The British home furnishings retailer reported a 1.6% increase in Q2 sales, a slowdown from the 3.5% growth recorded in Q1.
For the first half of its fiscal year, Dunelm's gross margin rose by 10 basis points, reflecting what the company described as strong operational management.
Despite the softer quarterly performance, Dunelm maintained that its full-year profit before tax will fall within the range of market expectations, estimated at £207 million to £217 million.
Analysts at Jefferies, who project profit before tax to land at £214 million, noted that while this assurance is reassuring, it leaves room for marginal downside relative to consensus forecasts.
The company also reiterated its expectation of achieving gross margins at the upper end of its previously guided range of 51-52% for FY25, despite ongoing pressures from rising costs, including the National Living Wage and National Insurance Contributions.
While the homewares sector remains under pressure, analysts at RBC (TSX:RY) Capital Markets see early signs of recovery in higher-ticket and discretionary categories, supported by improvements in consumer confidence.
RBC also noted that Dunelm appears to be gaining market share, due to its value-focused proposition and broad product range.
Despite persistent cost headwinds, including wage inflation, the analysts believe that investments in digital and automation initiatives should help the company offset some of these pressures.
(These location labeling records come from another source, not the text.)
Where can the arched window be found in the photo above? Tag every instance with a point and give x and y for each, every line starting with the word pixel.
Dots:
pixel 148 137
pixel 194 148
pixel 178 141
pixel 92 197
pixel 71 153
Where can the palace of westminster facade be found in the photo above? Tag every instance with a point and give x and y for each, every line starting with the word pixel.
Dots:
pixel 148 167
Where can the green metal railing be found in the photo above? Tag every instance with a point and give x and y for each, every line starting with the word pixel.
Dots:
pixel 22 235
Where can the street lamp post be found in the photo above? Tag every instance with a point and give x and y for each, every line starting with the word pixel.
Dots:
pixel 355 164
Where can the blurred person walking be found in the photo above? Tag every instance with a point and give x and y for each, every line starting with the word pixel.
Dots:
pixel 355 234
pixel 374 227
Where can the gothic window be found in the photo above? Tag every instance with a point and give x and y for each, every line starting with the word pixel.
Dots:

RBC said that Dunelm remains a strongly cash-generative business with a robust balance sheet, suggesting the potential for additional cash returns to shareholders in the near term.
“As a market leader, looking ahead we believe that this environment, though challenging, creates more opportunities for us to continue to raise the bar on our customer proposition and reach our next market share milestone of 10% in the medium term,” said Dunelm in a statement.